Cybercrime Gang Recruiting Botmasters for Large-Scale MiTM Attacks on American Banks

2012-10-04T16:15:30
ID THREATPOST:BF082EADC52F7AC9685188178007F9ED
Type threatpost
Reporter Michael Mimoso
Modified 2013-04-17T16:31:26

Description

A slew of major American banks, some already stressed by a stream of DDoS attacks carried out over the past 10 days, may soon have to brace themselves for a large-scale coordinated attack bent on pulling off fraudulent wire transfers.

RSA’s FraudAction research team has been monitoring underground chatter and has put together various clues to deduce that a cybercrime gang is actively recruiting up to 100 botmasters to participate in a complicated man-in-the-middle hijacking scam using a variant of the proprietary Gozi Trojan.

This is the first time a private cybercrime organization has recruited outsiders to participate in a financially motivated attack, said Mor Ahuvia, cybercrime communications specialist for RSA FraudAction. The attackers are promising their recruits a cut of the profits, and are requiring an initial investment in hardware and training in how to deploy the Gozi Prinimalka Trojan, Ahuvia added. Also, the gang will only share executable files with their partners, and will not give up the Trojan’s compilers, keeping the recruits dependent on the gang for updates

Generally, cybercrime gangs deploy as few as five individual botmasters to help in successful campaigns; with this kind of scale, banks could be facing up 30 times the number of compromised machines and fraudulent transfers, if the campaign is successful.

“This Trojan is not well known. This is not SpyEye or Citadel; it’s not available for everyone to buy,” Ahuvia said. “Security vendors and antivirus signatures are less likely to catch it or be familiar with it. It will be tricky for vendors to detect and block it. This gang is keeping a tight hold on the compiler. By only giving up executable files, they can control how any antivirus signatures are in the wild and keep unique signatures to a minimum.”

As many as 30 banks have been targeted, many of them well known and high profile, Ahuvia said. RSA said the gang is targeting American banks because of past success in beating their defenses, as well as a lack of two-factor authentication required for wire transfers.Some European banks, for example, require consumers to use two-factor authentication. She added that RSA FraudAction was unsure how far along the recruitment campaign had gone, or when the attacks would launch.

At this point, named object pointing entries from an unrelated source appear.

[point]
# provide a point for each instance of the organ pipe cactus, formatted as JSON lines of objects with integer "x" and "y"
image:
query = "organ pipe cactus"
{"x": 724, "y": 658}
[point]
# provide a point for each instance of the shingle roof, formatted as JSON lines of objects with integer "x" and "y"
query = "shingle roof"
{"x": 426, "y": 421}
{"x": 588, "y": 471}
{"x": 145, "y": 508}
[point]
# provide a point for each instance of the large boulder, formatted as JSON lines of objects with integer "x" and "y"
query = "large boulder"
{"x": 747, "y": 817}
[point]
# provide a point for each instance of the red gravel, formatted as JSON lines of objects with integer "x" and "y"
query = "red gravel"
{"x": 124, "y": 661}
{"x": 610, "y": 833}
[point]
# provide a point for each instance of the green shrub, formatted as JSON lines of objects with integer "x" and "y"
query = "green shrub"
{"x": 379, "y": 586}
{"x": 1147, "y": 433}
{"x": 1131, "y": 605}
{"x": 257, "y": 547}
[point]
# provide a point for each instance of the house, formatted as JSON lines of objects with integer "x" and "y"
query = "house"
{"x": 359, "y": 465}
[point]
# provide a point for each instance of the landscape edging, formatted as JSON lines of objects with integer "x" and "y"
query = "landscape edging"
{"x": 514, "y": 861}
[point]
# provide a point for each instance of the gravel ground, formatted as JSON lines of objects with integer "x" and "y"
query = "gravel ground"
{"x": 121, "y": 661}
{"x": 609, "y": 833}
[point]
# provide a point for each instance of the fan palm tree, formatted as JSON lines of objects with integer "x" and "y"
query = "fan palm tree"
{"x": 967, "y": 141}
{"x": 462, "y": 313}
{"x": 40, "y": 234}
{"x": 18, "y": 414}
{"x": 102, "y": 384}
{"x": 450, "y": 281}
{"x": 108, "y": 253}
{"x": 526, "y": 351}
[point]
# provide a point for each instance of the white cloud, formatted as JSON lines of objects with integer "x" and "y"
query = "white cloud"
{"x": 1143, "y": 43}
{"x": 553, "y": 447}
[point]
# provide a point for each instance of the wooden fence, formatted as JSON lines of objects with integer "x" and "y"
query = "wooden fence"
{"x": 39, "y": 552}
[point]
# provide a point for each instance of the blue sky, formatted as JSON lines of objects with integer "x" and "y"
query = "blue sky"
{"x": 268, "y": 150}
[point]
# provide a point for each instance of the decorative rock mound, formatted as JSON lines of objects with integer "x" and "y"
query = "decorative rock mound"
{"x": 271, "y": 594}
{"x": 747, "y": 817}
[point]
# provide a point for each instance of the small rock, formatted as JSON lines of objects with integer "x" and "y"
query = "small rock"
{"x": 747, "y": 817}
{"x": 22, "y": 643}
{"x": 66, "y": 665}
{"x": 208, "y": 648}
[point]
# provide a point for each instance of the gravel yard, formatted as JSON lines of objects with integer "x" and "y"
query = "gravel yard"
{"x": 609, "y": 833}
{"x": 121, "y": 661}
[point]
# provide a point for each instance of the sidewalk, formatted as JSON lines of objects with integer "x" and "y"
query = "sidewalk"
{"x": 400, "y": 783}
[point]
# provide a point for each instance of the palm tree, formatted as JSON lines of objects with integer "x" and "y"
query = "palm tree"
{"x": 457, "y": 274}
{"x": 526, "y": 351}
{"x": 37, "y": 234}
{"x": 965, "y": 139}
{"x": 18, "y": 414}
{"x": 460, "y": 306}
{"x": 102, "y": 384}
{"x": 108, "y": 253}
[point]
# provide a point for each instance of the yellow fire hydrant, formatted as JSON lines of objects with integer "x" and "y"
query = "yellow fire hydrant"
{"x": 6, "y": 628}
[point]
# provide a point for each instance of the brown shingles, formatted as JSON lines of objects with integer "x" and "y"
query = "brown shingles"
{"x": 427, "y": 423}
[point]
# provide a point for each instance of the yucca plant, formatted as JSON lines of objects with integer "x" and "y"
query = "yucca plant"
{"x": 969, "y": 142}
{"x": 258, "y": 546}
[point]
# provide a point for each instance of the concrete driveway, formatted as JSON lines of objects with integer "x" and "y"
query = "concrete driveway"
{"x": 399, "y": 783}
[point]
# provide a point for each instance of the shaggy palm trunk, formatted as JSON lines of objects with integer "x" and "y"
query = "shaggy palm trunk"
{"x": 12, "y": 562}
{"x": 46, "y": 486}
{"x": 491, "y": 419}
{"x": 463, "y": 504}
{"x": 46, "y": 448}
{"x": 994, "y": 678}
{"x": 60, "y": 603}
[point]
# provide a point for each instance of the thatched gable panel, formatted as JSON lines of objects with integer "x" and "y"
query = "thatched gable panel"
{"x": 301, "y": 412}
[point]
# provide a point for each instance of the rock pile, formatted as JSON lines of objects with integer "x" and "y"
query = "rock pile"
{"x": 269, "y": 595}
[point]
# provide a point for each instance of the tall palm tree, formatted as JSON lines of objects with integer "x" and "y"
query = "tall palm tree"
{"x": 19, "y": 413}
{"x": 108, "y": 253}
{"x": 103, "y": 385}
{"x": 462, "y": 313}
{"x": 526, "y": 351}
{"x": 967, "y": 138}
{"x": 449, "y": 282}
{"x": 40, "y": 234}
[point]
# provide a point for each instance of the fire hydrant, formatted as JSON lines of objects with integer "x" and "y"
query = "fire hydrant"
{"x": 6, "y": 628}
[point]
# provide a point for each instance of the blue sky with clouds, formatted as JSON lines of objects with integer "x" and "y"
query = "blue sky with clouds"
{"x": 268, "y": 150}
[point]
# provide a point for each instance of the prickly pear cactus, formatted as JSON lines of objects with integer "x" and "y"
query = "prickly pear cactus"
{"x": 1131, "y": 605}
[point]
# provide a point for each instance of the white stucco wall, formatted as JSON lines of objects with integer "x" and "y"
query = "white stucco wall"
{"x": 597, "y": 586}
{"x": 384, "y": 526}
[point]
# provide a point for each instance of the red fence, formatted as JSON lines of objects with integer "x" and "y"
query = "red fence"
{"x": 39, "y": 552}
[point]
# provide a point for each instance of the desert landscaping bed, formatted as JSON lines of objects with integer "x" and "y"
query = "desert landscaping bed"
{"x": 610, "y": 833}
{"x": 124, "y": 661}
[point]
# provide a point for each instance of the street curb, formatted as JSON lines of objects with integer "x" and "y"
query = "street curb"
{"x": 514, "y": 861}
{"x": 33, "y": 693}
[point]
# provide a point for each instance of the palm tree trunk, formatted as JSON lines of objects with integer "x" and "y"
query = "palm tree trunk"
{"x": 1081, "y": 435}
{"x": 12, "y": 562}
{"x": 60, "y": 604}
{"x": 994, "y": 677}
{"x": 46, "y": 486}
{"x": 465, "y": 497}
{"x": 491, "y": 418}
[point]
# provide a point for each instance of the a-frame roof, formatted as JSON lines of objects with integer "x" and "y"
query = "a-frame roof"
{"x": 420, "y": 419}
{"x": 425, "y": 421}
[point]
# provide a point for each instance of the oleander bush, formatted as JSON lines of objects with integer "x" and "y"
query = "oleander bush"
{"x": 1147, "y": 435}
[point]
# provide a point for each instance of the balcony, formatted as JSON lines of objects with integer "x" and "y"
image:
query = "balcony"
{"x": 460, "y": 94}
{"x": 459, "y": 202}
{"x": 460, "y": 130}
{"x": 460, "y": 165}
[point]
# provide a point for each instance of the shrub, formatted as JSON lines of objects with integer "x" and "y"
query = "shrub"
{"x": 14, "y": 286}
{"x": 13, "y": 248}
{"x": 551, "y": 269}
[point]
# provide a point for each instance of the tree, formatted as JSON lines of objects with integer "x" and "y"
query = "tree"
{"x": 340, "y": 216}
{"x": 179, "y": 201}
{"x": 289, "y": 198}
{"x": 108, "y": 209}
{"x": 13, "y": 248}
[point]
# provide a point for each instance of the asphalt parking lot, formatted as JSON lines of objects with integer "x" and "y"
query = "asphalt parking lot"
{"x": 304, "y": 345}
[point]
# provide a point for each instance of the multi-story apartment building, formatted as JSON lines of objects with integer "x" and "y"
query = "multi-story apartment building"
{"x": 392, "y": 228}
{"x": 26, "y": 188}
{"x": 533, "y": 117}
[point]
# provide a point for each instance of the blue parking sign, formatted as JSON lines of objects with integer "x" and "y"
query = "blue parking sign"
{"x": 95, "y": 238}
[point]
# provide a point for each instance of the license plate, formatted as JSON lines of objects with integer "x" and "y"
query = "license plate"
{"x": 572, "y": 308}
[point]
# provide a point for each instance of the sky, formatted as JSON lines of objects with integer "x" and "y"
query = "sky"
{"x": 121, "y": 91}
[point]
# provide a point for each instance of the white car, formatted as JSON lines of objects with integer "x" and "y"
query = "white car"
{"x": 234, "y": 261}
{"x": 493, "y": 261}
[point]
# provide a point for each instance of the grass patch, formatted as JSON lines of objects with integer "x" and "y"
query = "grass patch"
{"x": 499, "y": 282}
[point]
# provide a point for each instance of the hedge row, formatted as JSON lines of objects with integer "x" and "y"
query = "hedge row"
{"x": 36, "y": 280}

“There is the chance that once we’ve gone public, they may abandon their plans because there’s too much buzz around it,” Ahuvia said. “On the other hand, I don’t think anything we know will have such a dramatic effect on them. There are so many Trojans available and so many points of failure in security that could go wrong, that they’d still have some chance of success.”

RSA’s researchers were able to make the connection to the Gozi Prinimalka Trojan, which has been in circulation since 2008 and responsible for $5 million in fraud-related losses. Prinimalka is similar to the Gozi Trojan in technical and operational aspects, RSA said, leading to speculation the HangUp Team, which was tied to previous Gozi attacks, is behind this attack as well. Prinimalka is Russian for the word “receive” and is a folder name in every URL patch given by this particular gang to its crimeware servers.

Prinimalka uses the same bot-to-server communication pattern and URL trigger list as Gozi, RSA said. But deployment of the two Trojans is different: Gozi writes a single DLL file to bots upon deployment, while Prinimalka writes two, an executable file and a DAT file which reports to the command and control server.

Once the Trojan is launched, the botmaster fires up a virtual machine synching module. The module then duplicates the victim’s computer, including identifiable features such as time zone, screen resolution, cookies, browser type and version, and software identification, RSA said. This allows the botmaster to impersonate the victim’s machine and access their accounts. Access is carried out over a SOCKS proxy connection installed on the victim’s machine, RSA said.

The cloned virtual system then can move about on the genuine IP address of the compromised machine when accessing the bank website. Taking it a step further, the attackers deploy VoIP phone flooding software that will prevent the victim from receiving a confirmation call or text alerting them to unusual transfer activity, RSA said.

“They are looking for this to be a quick campaign,” Ahuvia said. “They want to make as much as they can until the banks and users harden their systems. They want to cash out quickly.”